Photon cloud manipulator
Simple tool to simulate various cloud connection issues
What it does
This is a node.js server that normally forwards cloud connections and data to the real cloud. But it also has the ability to disconnect cloud connections, stop data from flowing, reject making new connections, and simulate a high-latency connection like satellite.
It's an interactive command prompt application, so you start it up and type commands to change the behavior in real time.
Set up your device
The first thing you need to do is change your device to point at the server.
- Note the IP address of the computer you're running the node.js server on.
- Put the Photon in DFU mode (blinking yellow)
- Run the command:
particle keys server rsa.pub.der 192.168.2.4
The rsa.pub.der file is the public server key of the real Particle cloud server. It's included in the photon-cloud-manipulator directory so you don't need to download it separately.
Replace 192.168.2.4 with the IP address of your server.
- Install nodejs if you haven't already done so. I recommend the LTS version.
- Download this repository.
- Install the dependencies
cd photon-cloud-manipulator npm install
- Run the program:
It should output something like this when you start it and a Photon makes a connection:
$ npm start > email@example.com start /Users/rickk/Documents/src/photon-cloud-manipulator > node photon-cloud-manipulator.js $ connection from ::ffff:192.168.2.42 conencted to cloud < 40 > 256 < 384 > 18 > 18 < 18 > 50 > 136 < 18 < 18 < 18 < 18 > 82 < 18 > 466
The numbers are the number of bytes transmitted.
< is cloud to device
> is device to cloud
Enter commands at the $ prompt. Note that completion is provided, so you can just type "di" then tab and it will fill in disconnect for you.
The data command turns on and off data in both directions (upload and download).
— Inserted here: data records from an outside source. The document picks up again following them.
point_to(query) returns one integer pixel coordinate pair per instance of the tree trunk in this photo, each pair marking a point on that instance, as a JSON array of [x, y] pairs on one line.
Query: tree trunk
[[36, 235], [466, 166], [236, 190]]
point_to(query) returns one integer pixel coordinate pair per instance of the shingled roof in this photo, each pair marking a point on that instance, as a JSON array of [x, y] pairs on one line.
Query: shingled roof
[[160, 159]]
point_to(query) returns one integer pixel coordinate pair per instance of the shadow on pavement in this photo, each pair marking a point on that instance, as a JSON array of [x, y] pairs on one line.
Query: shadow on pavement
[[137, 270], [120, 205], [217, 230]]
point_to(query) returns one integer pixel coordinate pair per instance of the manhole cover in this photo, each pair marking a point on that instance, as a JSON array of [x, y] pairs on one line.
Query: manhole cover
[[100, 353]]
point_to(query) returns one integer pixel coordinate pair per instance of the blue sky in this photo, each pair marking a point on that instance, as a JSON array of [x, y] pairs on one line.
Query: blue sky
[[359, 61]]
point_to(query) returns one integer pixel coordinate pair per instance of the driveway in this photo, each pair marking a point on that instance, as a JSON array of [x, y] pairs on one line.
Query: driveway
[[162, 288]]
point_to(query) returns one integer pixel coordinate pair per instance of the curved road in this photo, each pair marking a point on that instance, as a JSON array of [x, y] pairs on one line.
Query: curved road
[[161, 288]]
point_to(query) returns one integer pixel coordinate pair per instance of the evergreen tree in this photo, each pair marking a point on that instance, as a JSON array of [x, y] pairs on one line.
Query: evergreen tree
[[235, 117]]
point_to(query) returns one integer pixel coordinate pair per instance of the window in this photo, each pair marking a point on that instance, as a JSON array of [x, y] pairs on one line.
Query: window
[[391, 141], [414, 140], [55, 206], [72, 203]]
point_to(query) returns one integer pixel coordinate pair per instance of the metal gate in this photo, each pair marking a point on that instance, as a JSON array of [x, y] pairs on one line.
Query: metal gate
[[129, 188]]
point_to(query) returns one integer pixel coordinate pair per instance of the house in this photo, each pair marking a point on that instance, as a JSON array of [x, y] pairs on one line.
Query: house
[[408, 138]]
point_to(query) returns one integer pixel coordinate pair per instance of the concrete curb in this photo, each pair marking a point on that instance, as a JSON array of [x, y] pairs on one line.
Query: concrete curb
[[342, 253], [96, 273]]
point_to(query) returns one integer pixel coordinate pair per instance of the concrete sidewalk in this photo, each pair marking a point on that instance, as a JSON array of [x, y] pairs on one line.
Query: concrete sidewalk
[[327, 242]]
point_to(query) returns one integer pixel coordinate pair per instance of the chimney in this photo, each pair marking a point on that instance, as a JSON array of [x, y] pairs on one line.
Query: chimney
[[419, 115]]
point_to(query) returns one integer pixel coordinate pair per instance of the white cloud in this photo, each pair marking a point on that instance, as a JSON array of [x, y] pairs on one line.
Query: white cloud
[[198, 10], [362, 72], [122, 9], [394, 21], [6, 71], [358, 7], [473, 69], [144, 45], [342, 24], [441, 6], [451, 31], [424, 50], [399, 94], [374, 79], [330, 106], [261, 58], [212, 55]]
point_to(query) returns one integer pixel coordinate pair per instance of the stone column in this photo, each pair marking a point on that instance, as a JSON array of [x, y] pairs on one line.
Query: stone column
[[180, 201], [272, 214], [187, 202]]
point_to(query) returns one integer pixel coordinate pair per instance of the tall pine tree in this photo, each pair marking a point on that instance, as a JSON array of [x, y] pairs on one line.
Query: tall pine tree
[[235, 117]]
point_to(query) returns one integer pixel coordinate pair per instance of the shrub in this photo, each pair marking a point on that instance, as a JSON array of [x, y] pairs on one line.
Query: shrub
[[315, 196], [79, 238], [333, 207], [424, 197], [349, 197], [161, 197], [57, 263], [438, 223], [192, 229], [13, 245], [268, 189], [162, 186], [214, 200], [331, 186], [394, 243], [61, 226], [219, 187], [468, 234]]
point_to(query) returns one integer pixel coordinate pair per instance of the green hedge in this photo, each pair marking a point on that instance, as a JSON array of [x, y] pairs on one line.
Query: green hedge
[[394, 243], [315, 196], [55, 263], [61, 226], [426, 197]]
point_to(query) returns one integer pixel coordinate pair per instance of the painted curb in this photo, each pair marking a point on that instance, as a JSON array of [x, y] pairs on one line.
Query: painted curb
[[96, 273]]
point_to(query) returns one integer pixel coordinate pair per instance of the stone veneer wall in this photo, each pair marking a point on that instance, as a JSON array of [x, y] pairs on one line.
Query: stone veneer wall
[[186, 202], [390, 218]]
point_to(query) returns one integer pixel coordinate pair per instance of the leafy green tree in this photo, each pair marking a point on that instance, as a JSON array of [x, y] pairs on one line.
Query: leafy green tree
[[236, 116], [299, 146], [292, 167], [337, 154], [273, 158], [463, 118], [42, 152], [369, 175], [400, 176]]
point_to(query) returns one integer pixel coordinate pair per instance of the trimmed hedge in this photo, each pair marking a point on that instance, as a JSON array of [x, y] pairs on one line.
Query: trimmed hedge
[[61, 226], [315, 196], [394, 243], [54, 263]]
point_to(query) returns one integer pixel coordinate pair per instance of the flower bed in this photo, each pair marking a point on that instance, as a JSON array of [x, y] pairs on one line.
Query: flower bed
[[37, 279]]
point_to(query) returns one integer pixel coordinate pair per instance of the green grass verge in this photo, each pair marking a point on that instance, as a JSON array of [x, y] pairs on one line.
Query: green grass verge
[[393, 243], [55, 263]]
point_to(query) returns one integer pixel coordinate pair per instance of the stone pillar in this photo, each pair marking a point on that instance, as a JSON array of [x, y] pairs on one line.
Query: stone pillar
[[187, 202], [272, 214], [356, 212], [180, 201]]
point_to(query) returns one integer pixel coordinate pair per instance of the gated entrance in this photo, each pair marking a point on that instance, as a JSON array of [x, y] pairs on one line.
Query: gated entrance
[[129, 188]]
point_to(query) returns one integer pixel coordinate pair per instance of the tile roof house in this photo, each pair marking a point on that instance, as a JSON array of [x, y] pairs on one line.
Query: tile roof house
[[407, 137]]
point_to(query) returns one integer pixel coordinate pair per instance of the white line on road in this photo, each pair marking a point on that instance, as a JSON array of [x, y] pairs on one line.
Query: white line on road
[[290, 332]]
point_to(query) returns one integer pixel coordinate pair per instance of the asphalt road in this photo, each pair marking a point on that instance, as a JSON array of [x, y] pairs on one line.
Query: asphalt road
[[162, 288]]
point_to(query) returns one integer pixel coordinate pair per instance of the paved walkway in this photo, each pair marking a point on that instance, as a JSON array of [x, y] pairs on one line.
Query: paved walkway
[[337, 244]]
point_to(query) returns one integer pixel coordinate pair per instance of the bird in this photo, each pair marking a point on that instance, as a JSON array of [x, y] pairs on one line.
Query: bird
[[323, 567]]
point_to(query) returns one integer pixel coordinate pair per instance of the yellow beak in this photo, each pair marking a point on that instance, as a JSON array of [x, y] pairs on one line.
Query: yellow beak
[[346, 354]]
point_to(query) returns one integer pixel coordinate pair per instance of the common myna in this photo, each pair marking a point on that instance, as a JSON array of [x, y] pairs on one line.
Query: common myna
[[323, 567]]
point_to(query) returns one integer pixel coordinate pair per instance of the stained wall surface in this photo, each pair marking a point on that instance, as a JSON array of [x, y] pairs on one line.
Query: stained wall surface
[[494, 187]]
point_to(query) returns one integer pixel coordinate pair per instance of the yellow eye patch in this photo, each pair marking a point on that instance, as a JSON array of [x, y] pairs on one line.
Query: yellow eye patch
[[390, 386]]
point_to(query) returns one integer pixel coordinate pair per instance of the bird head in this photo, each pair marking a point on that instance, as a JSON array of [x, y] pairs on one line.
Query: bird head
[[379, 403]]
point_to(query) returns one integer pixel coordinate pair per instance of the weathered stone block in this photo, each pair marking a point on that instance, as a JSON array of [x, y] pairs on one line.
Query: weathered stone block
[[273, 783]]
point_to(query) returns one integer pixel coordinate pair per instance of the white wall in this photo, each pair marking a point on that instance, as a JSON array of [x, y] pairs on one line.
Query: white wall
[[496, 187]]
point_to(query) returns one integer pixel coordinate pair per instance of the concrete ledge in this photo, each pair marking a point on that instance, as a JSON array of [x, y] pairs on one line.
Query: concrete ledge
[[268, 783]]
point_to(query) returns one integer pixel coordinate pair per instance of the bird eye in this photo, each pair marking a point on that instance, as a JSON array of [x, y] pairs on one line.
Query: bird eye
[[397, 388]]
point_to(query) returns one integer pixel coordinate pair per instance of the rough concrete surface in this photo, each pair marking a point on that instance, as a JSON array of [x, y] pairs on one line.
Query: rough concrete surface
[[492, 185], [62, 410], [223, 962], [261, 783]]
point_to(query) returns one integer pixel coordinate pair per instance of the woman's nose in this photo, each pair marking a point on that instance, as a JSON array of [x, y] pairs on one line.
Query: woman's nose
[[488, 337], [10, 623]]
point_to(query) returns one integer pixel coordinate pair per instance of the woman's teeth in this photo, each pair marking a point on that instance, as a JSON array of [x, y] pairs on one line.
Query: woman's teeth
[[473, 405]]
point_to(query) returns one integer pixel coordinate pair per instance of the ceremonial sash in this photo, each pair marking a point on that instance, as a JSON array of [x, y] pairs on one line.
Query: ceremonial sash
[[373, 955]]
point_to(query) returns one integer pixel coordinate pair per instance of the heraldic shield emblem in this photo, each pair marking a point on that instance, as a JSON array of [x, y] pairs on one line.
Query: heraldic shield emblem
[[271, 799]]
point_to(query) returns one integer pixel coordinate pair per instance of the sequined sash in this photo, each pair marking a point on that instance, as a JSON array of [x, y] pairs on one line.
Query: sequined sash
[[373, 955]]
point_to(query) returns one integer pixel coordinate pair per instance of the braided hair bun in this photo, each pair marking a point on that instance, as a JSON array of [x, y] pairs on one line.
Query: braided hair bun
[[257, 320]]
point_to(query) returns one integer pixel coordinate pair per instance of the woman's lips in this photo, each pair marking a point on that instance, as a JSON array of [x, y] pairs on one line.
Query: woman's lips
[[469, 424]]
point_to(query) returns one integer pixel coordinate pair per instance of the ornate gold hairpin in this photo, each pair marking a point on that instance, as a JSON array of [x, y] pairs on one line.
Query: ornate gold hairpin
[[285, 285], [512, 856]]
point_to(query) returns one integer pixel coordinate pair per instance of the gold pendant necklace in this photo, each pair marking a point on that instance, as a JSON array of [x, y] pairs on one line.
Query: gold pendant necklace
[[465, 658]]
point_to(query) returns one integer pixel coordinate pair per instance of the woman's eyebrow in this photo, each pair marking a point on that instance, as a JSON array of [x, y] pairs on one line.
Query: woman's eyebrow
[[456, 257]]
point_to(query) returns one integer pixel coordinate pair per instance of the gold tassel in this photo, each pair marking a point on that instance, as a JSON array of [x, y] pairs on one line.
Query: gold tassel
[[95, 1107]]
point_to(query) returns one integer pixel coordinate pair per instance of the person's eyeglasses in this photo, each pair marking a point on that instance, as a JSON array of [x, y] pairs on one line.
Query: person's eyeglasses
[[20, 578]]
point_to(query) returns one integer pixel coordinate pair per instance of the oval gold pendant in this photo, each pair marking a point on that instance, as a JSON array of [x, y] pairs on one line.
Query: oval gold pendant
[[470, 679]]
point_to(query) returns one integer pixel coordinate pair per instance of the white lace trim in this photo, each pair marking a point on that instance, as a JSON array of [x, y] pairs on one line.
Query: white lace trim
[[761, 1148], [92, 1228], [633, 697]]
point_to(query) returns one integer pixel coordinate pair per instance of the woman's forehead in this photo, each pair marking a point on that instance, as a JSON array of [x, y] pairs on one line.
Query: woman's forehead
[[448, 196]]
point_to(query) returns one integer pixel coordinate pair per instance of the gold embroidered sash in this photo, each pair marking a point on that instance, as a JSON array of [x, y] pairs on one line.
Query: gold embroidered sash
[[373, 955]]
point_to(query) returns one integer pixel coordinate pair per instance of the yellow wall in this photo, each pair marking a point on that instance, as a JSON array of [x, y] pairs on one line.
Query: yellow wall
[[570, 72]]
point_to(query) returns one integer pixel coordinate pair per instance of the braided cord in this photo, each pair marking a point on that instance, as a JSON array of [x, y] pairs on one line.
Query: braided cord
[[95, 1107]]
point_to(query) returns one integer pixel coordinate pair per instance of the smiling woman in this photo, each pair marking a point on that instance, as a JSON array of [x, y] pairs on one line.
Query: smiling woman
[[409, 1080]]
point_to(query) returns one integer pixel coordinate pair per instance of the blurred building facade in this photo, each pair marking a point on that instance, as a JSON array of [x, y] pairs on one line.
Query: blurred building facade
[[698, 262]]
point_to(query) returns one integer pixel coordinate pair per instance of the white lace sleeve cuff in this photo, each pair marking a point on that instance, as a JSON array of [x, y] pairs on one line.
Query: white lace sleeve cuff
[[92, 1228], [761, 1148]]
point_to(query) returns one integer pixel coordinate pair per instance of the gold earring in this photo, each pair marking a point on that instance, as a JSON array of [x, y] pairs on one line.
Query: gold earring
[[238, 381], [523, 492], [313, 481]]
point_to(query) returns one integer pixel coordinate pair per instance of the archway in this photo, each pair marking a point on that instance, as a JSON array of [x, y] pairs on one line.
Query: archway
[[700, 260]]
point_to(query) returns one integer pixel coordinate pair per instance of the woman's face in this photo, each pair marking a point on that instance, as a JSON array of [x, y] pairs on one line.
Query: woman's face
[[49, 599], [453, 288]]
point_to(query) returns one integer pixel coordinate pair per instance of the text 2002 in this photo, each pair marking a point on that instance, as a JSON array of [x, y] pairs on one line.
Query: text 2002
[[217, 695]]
Omitting on or off toggles the current state.
Disconnects the current Photons. They will likely reconnect immediately, see also reject.
Exit the program. You can also use quit or Ctrl-C (twice).
Set latency in milliseconds, typically used to simulate networks with high latency, like satellite Internet.
Setting ms to 0 turns off high latency mode, the default mode. Setting it higher than about 750 milliseconds will likely make connections impossible, due to the way the CoAP timeouts are set.
Turns on or off data rejecting new connections. Omitting on or off toggles the current state.
The connections aren't really rejected in the TCP sense of port not bound; the connection is allowed, then immediately closed. But the end result is similar.
Restore your device
To put the Photon back to normal cloud mode run the command with no additional options.